Photographs of the prisoners and their crimes were listed on the wall, while the detained former officials came out to give speeches to the visitors, wearing handcuffs and prison clothes. “I have a family but can’t go home,” one of the speakers, surnamed Yang, said through a flood of tears. “I can’t honor my parents, and can’t get together with my husband and son.
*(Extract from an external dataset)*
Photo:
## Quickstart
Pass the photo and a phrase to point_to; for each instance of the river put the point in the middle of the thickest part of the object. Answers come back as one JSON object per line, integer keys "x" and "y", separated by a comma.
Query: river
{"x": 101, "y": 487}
I’m so full of regret.”

A screenshot from Chinese news portal 10yan.com shows officials and spouses in Hubei Province visiting a local detention center to receive anti-corruption education on May 13, 2015. (Screenshot/Epoch Times)
A screenshot from Chinese news portal 10yan.com shows officials and spouses in Hubei Province visiting a local detention center to receive anti-corruption education on May 13, 2015. Screenshot/Epoch Times

The scene appeared to have an impact. “I must take it as a warning, reminding myself at all times to not make any mistake over being a clean official,” one of the visitors told Chinese media. The wife of a bureau director also vowed to “supervise” her husband and to “fully support his career,” the report stated.
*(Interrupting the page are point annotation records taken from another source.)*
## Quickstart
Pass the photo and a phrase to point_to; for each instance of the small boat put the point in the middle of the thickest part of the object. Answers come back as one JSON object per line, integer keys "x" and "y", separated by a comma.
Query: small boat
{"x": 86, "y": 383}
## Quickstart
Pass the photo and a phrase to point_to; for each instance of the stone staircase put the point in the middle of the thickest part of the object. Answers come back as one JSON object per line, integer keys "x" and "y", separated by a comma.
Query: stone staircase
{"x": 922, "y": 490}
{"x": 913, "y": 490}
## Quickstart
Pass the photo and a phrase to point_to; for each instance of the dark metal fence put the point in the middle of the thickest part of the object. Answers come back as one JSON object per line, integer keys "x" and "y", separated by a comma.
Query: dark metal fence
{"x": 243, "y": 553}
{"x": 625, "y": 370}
Part of the problem is that in many official corruption cases, the wives played an important role. For instance, Gu Liping, wife Ling Jihua, the former chief of the Party’s United Front, was said to have exploited her husband’s political influence to gain massive wealth—to the tune of hundreds of millions of dollars—through an ostensibly charitable organization.

In another case, Yu Lifang, wife of disgraced Chinese official Su Rong, former vice president of the Chinese People’s Political Consultative Conference, sacked in June 2014, was Su’s bagman for accepting bribes, including, a painting worth millions of dollars.
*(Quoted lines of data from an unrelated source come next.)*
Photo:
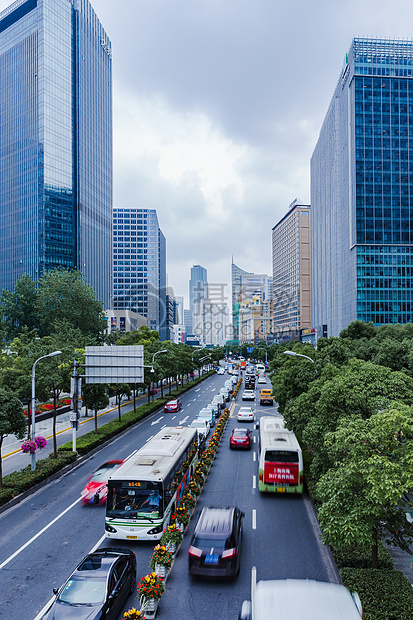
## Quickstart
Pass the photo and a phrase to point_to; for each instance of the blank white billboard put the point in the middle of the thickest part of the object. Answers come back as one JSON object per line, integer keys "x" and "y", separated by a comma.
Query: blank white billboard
{"x": 112, "y": 364}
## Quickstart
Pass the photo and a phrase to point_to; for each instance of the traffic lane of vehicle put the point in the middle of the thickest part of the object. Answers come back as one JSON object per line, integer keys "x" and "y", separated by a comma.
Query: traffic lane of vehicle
{"x": 16, "y": 460}
{"x": 282, "y": 545}
{"x": 28, "y": 518}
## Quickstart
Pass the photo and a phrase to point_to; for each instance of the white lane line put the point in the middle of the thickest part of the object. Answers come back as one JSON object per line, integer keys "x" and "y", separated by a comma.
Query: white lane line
{"x": 29, "y": 542}
{"x": 50, "y": 601}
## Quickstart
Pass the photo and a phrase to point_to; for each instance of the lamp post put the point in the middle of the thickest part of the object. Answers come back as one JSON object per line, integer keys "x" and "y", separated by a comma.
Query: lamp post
{"x": 34, "y": 399}
{"x": 152, "y": 370}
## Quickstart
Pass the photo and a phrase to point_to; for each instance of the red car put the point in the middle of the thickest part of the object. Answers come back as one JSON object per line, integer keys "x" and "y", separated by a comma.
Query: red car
{"x": 96, "y": 490}
{"x": 172, "y": 406}
{"x": 241, "y": 438}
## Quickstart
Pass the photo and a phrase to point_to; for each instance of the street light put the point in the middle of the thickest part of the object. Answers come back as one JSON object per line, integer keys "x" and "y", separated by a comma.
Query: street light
{"x": 33, "y": 401}
{"x": 300, "y": 355}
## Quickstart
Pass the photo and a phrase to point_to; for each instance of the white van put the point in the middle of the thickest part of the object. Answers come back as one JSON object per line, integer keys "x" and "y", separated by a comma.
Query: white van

The attempt to educate the wives was thus seen as fairly superficial by Internet users in China. “If those Hubei leaders could publicize their property, it would be more direct and convincing. I believe that many people would support that. I‘d rather watch ’Transformers’ than watching news of you visiting a prison,” wrote one user, who chose to remain anonymous.

Another suggested that a guided tour of an execution ground might be more effective.